Different Species With The Same "Junk DNA"



The Short Summary

The example below shows that two patterns have been found in the genetics of both cows and whales. Neither pattern is found in mice and horses. This implies that cows and whales inherited them from a common ancestor. I discuss how scientists checked if it was just a coincidence.


The Basic Idea

Most of your DNA is "junk". We call it that because the DNA sequence inside a "junk" region is never used to form a protein. The junk isn't after a Start codon, or else is right after a Stop codon, so the gene expression mechanisms simply never look at the junk. They skip over it. There is also "junk" which is inside a gene, but which is ignored when the gene is used. The details are complicated, but if you are interested, see Section Two of this Talk.Origins FAQ.

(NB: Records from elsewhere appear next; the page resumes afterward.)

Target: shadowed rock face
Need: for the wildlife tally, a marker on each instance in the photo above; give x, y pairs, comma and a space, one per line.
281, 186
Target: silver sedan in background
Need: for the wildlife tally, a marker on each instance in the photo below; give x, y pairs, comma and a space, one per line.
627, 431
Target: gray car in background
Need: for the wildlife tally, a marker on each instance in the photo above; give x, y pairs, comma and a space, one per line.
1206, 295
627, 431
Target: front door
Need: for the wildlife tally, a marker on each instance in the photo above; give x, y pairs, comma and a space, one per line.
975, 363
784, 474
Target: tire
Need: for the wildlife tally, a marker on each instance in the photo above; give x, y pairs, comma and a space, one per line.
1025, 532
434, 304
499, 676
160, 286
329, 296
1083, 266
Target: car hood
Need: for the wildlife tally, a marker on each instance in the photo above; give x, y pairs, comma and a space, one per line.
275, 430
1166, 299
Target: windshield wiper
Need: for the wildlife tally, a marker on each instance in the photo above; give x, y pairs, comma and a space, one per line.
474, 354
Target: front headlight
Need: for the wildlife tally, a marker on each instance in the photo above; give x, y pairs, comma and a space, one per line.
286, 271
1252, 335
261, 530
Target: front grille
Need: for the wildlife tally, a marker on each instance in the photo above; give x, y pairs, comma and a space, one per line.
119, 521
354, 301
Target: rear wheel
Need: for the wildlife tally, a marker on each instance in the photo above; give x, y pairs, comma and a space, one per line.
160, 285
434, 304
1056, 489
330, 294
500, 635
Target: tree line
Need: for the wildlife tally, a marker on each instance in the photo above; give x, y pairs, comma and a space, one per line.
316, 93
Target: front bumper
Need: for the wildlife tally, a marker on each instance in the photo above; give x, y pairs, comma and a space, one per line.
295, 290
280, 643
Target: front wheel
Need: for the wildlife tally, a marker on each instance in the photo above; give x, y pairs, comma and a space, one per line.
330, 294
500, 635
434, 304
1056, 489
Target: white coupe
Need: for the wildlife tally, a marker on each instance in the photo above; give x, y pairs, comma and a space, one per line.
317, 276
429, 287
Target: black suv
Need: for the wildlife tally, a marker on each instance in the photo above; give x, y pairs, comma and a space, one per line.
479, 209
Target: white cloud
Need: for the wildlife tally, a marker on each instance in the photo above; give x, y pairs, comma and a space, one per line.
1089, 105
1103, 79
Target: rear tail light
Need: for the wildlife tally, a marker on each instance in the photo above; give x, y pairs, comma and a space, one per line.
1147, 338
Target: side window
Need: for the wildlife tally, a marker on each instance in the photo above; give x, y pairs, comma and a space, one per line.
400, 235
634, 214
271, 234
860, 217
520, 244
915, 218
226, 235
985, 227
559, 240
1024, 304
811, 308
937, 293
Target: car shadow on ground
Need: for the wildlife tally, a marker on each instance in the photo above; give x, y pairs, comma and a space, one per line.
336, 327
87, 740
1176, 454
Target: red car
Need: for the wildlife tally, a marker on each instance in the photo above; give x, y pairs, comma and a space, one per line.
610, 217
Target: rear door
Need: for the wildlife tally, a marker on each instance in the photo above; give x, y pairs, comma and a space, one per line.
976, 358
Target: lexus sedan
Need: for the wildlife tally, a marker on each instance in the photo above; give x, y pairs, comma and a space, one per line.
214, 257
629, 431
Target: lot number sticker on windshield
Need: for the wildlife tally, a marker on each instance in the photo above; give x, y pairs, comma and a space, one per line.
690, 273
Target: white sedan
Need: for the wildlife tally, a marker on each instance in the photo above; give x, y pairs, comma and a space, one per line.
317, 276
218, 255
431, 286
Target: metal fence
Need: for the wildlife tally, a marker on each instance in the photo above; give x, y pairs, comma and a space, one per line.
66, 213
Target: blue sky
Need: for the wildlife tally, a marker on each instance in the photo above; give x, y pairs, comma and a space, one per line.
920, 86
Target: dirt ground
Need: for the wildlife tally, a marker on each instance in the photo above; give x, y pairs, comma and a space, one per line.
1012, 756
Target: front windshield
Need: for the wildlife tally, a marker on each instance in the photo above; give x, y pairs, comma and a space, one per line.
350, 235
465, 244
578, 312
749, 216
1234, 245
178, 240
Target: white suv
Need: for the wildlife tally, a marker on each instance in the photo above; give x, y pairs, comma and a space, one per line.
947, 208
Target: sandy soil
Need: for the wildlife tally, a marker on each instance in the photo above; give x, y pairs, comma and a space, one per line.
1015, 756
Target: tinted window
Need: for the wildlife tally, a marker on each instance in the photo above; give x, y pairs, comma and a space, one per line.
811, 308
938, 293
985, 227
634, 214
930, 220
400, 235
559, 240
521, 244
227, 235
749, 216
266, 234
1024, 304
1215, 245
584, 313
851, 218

Junk DNA is inherited. Suppose we find a pattern in the junk DNA of two different species, and don't find that pattern in other species. Evolution can explain the situation by saying that the two species recently had a common ancestor, and both species inherited this pattern from their ancestor. In short, evolution suggests the family tree:

                ====================== species A without the pattern
                |
 common         |
 ancestor ======|                  ====== species B with the pattern
 species        |   common         |
of A, B and C   ====ancestor===X===|
                    species        |
                   of B and C      ====== species C with the pattern

"X" marks where the pattern arose.

To the best of my knowledge, Creationism does not predict or explain such situations. Since the pattern is in the junk, one cannot argue that the pattern confers any short-term benefit or meets any need.

Of course, coincidences do happen. In the example below, I discuss how scientists checked to see if the pattern they'd found was meaningful or not.


An Example: Whales and Cows

You may have heard that the AIDS virus copies itself into its host's DNA. It can do this because there is a "reverse transcription" mechanism which leaves a so-called retroposon at some randomly chosen place in your DNA. There is a category of retroposon called a SINE (Short INterspersed Element).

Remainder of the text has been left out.